PSI will continue ensuring that the existing CT sites are well functioning, the counselors receive refresher courses to ensure reliable quality of testing, and IEC materials (printed and video) are available in each site and in all military bases. M&E tools will be in place. Mobile testing and counseling campaigns will be reinforced and increased to target military bases without local CT services. The remote bases and the training camps will be highly considered . During the campaigns and especially during each CT session, the counselors will be trained to assess information about the clients' status in regards to MC and, educate the ones that test negative about the advantages of the intervention. The testing will follow the national algorithm and HIV positive clients will continue being referred for care and treatment as usual. 2 CT campaigns are planned to occur and testing among military leadership will be encouraged. The PICT strategy will be introduced in all military health units. HIV status disclosure will be emphasized as well as discordant couples counseling. CT will continue being provided to young people (male and female) that are required to undergo medical check-ups in order to assess their ability/physical fitness for military basic training.

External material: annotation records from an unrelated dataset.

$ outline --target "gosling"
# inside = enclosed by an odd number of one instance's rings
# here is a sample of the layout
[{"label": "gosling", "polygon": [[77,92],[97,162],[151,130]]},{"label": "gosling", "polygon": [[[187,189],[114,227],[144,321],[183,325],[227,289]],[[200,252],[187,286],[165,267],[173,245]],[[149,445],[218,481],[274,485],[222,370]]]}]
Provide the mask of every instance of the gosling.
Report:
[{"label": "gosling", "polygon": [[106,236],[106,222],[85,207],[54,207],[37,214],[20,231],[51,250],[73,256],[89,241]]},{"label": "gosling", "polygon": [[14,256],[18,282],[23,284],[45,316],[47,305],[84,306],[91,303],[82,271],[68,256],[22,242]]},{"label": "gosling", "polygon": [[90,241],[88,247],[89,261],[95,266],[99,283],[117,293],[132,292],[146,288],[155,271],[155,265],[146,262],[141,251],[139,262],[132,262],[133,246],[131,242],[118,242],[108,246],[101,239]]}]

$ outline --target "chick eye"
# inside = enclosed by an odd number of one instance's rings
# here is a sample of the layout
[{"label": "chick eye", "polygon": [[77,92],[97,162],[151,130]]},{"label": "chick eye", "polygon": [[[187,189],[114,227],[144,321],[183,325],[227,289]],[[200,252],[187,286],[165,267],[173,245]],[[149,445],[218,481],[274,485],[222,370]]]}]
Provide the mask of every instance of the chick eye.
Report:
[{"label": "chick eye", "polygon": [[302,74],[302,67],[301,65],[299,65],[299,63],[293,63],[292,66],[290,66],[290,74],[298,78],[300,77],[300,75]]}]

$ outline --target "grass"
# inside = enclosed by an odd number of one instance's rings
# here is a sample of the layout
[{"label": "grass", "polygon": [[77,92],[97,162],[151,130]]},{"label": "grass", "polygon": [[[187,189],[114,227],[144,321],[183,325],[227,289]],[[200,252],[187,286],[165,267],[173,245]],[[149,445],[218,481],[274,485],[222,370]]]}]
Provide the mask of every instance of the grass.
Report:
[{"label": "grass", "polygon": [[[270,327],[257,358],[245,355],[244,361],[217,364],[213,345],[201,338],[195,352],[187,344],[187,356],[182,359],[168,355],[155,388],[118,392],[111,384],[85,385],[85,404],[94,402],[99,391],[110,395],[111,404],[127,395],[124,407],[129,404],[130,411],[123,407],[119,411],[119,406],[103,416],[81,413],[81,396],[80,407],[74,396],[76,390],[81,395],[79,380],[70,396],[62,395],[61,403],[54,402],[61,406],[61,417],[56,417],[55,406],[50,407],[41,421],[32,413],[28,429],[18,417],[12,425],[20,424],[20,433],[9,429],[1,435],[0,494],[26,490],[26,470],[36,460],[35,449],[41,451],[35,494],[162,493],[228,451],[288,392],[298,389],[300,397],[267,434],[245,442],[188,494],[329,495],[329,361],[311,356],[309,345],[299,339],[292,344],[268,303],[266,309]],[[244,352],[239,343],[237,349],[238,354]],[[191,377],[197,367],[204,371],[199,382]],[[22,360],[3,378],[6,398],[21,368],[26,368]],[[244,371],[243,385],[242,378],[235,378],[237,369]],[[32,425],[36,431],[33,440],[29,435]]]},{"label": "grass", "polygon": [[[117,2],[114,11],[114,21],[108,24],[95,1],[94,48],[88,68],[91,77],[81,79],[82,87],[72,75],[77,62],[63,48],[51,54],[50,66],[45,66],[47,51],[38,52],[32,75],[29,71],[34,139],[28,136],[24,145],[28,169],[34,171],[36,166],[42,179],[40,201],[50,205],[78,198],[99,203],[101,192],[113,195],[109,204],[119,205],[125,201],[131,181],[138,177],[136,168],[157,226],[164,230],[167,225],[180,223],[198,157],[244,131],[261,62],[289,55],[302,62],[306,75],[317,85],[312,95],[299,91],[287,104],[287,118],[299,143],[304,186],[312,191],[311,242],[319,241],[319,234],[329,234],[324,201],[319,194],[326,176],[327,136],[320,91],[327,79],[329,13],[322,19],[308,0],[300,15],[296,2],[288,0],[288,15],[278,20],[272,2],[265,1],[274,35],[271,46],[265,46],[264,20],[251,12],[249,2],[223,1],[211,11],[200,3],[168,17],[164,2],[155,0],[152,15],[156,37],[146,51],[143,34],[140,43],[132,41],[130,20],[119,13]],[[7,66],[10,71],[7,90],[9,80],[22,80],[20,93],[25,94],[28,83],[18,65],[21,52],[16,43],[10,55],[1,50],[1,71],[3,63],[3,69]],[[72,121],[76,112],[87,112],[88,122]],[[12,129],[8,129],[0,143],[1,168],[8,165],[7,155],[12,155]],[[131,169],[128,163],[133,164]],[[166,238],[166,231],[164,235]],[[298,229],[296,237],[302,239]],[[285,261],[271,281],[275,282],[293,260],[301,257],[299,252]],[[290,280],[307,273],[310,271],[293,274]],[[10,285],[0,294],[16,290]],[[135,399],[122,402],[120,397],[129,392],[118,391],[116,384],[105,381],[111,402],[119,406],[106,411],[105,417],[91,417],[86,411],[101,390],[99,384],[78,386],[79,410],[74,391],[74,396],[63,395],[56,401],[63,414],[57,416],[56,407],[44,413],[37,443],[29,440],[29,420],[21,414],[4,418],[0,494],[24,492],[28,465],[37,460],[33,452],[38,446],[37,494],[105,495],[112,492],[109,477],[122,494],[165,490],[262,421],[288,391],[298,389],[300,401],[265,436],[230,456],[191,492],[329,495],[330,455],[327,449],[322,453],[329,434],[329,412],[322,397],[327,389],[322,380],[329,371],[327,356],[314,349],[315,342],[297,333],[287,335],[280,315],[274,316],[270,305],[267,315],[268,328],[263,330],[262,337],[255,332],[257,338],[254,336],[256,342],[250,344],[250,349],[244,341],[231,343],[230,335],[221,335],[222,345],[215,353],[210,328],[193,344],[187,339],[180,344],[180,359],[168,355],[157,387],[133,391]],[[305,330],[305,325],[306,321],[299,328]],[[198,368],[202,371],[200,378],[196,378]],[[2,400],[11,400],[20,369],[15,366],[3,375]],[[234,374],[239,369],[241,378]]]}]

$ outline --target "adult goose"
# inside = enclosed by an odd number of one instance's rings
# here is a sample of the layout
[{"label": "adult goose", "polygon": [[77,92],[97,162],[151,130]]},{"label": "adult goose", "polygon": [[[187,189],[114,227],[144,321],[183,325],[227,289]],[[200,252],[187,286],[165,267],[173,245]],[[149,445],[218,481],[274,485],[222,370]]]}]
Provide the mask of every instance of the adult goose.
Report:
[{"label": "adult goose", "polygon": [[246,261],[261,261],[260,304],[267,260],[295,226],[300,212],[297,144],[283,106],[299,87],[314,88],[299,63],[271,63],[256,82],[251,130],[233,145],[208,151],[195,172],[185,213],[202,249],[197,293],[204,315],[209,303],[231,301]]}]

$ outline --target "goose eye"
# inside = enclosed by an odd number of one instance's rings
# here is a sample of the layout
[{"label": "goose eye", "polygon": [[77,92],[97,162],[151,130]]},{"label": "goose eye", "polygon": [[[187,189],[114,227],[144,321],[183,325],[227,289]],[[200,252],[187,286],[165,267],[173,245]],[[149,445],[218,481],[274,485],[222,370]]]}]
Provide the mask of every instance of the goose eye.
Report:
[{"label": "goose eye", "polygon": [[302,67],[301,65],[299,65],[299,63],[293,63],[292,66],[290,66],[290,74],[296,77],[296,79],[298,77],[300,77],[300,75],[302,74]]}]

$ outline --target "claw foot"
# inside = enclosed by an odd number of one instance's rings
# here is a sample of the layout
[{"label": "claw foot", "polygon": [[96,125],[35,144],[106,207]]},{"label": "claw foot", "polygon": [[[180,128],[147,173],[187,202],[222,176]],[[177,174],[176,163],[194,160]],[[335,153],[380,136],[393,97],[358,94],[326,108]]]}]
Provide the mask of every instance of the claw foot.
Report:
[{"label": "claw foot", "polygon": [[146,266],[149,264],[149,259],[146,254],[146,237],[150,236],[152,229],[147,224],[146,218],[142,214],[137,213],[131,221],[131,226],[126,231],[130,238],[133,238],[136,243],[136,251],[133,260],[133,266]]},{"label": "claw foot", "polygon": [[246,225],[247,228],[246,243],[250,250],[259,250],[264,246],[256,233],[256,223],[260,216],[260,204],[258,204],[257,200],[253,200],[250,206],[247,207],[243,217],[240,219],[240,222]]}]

USG will continue funding Population Services International (PSI) to procure, buy and promote the use and distribution of the camouflage condom within the Mozambican Armed Forces. With the MMC scale up program, it is expected that condom distribution will increase due to the level of counseling that patients will go through before and after the intervention. Condoms will also be available in all MMC sites (fixed and mobile) as well as in all 71 military identified condom outlets.
Part of this funding will also support the training of peer educators to promote positive living strategies as well as discuss issues related to stigma and discrimination to encourage TC and disclosure. Therefore, peer educators will be trained to reinforce and intensify research-based communication aproaches to increase service utilization by creating an enabling environment, minimizing risky sexual behaviors.